3. Supportive Care for Complications

• Manage hyperkalemia or acidosis with oral binders or dialysis if severe.
• Vaccinations (influenza, pneumococcal, hepatitis B) especially in patients receiving immunosuppression.
• Educate about signs of infection, as steroids and other agents increase susceptibility.

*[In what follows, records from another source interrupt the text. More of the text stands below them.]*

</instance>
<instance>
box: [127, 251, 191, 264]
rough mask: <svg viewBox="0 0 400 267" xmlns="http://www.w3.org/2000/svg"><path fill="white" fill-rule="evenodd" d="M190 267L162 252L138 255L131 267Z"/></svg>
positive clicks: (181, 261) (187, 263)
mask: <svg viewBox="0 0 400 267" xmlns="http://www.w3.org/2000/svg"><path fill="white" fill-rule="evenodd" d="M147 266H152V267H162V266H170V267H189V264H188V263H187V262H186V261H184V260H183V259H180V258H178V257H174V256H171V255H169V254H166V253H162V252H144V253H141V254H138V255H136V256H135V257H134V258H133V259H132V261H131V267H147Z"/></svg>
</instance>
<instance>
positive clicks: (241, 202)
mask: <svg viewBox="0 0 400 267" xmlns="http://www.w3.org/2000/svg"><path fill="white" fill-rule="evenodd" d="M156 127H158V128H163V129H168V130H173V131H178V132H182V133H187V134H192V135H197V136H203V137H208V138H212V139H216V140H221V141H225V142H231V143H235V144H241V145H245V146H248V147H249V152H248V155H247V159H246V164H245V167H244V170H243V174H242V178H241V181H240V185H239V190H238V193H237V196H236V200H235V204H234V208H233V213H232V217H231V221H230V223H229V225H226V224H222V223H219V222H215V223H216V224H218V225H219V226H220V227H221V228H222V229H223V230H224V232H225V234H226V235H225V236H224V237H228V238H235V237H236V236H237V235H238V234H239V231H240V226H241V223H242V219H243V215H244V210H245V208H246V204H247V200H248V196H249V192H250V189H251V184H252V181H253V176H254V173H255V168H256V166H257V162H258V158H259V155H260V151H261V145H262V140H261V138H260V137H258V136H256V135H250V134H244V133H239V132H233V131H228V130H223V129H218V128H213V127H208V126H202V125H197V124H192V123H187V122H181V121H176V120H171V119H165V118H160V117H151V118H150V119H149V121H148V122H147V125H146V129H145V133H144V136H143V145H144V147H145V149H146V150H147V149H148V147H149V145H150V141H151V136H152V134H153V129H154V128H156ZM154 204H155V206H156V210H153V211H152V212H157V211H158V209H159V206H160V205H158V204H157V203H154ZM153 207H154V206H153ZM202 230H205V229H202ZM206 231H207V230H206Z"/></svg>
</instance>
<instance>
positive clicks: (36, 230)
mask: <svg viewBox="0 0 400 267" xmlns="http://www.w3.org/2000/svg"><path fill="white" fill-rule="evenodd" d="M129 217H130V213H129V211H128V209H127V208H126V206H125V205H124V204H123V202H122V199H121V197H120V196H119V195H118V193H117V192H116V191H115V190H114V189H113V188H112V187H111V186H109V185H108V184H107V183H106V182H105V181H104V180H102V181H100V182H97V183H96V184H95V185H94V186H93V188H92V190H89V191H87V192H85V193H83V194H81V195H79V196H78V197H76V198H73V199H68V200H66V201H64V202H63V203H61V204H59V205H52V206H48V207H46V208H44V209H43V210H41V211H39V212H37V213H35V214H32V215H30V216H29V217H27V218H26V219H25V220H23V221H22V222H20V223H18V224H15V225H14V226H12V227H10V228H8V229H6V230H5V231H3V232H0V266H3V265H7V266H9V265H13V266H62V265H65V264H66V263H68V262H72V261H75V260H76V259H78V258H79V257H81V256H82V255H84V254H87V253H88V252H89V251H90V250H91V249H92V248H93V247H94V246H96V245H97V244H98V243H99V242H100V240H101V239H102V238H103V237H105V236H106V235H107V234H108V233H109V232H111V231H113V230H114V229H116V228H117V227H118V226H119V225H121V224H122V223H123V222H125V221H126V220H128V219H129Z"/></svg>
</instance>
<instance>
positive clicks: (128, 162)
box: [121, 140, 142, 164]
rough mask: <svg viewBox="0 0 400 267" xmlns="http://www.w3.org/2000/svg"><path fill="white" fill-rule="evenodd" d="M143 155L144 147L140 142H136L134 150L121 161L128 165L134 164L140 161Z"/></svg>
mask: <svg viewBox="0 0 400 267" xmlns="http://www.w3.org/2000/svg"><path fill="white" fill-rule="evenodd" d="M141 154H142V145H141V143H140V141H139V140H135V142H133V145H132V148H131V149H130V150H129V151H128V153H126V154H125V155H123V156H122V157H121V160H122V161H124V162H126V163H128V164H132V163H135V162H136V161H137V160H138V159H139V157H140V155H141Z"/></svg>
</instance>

4. When Dialysis Is Needed

If creatinine rises sharply, severe fluid overload, refractory hyperkalemia, or uremic symptoms (e.g., nausea, pericarditis) develop, temporary or permanent renal replacement therapy may be required.

Prevention Tips

While not all cases of nephritic syndrome are preventable, certain strategies can reduce risk:

• Prompt treatment of streptococcal throat or skin infections with appropriate antibiotics.
• Good oral hygiene and regular dental care to lower risk of bacterial endocarditis‑related GN.
• Vaccination against hepatitis B and HIV prevention measures.
• Avoid unnecessary prolonged use of NSAIDs or other nephrotoxic drugs; use the lowest effective dose.
• Control chronic autoimmune diseases (e.g., lupus) with regular rheumatology follow‑up.
• Screen high‑risk family members for complement disorders if a hereditary atypical HUS is suspected.
• Maintain a healthy blood pressure and blood sugar level to protect kidney health overall.

Emergency Warning Signs

Key Take‑aways

Nephritic syndrome signals inflammation of the kidney’s filtering structures and can arise from infections, immune disorders, or drugs. Early recognition, accurate diagnosis, and tailored treatment—often involving blood‑pressure control and immunosuppression—are essential to preserve kidney function and prevent lifelong complications. When in doubt, especially with dark urine, swelling, or rapidly worsening blood pressure, consult a healthcare professional promptly.

References:

• Mayo Clinic. “Nephritic syndrome.” Updated 2023. https://www.mayoclinic.org
• National Kidney Foundation. “Glomerulonephritis.” Accessed 2024. https://www.kidney.org
• American College of Rheumatology. “Management of Lupus Nephritis.” 2023 guidelines.
• Kidney Disease: Improving Global Outcomes (KDIGO) Clinical Practice Guideline for Glomerulonephritis, 2022.
• Centers for Disease Control and Prevention. “Post‑streptococcal glomerulonephritis.” 2022.